Una complicación gastrointestinal poco frecuente tras el esquema TCbHP llevó al cambio del tratamiento en una paciente con cáncer de mama HER2 positivo. El caso resalta la importancia de reconocer tempranamente la colitis inducida por quimioterapia para evitar complicaciones graves sin comprometer la terapia oncológica.
Una mujer de 53 años con cáncer de mama invasivo HER2 positivo (estadio IIA) recibió su primer ciclo de quimioterapia adyuvante con docetaxel, carboplatino, trastuzumab y pertuzumab (TCbHP) tras una mastectomía. Una semana después desarrolló dolor abdominal intenso y diarrea. La colonoscopia evidenció inflamación difusa del colon compatible con colitis, mientras que los estudios descartaron causas infecciosas.
Aunque los síntomas mejoraron con tratamiento de soporte, la paciente presentó una recaída más severa tras el segundo ciclo, con una úlcera en colon ascendente e histopatología compatible con colitis activa. Ante la recurrencia, el equipo multidisciplinario sustituyó el esquema por THP (nab-paclitaxel semanal, trastuzumab y pertuzumab), manteniendo la terapia anti-HER2 y retirando los fármacos considerados más probablemente implicados.
Tras el cambio de tratamiento, la paciente completó seis ciclos de quimioterapia y 17 ciclos de terapia dirigida sin nuevos episodios de colitis.
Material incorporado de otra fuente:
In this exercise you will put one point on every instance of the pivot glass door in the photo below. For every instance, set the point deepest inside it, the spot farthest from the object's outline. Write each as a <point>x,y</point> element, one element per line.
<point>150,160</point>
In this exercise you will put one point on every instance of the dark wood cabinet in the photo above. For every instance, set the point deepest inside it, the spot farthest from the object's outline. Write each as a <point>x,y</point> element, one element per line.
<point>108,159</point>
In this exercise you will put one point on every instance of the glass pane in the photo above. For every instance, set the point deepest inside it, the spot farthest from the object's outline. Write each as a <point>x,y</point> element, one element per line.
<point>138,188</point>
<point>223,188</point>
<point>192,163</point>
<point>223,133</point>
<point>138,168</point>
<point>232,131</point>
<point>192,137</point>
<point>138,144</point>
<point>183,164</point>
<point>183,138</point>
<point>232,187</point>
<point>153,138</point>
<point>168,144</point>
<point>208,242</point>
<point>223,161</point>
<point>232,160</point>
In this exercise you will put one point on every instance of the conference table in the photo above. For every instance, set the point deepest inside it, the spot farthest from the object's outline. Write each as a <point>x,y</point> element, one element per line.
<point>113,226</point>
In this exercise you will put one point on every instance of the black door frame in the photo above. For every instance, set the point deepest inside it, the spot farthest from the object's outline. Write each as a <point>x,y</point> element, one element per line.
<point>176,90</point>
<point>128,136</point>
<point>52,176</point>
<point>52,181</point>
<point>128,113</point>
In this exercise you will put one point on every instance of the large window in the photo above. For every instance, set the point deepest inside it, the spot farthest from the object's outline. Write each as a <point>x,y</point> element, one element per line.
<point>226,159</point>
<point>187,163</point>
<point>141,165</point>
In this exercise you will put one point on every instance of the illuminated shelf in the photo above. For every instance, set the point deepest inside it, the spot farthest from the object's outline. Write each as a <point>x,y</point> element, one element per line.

La colonoscopia confirmó la cicatrización de la lesión y, en la reevaluación realizada dos años después, no existían signos de recurrencia del cáncer.
Los autores señalan que, aunque la colitis inducida por quimioterapia es infrecuente, puede evolucionar hacia complicaciones potencialmente mortales, como necrosis o perforación intestinal. Este sería el primer caso descrito de colitis asociado al esquema TCbHP, lo que subraya la necesidad de mantener un alto índice de sospecha ante síntomas gastrointestinales persistentes durante el tratamiento oncológico.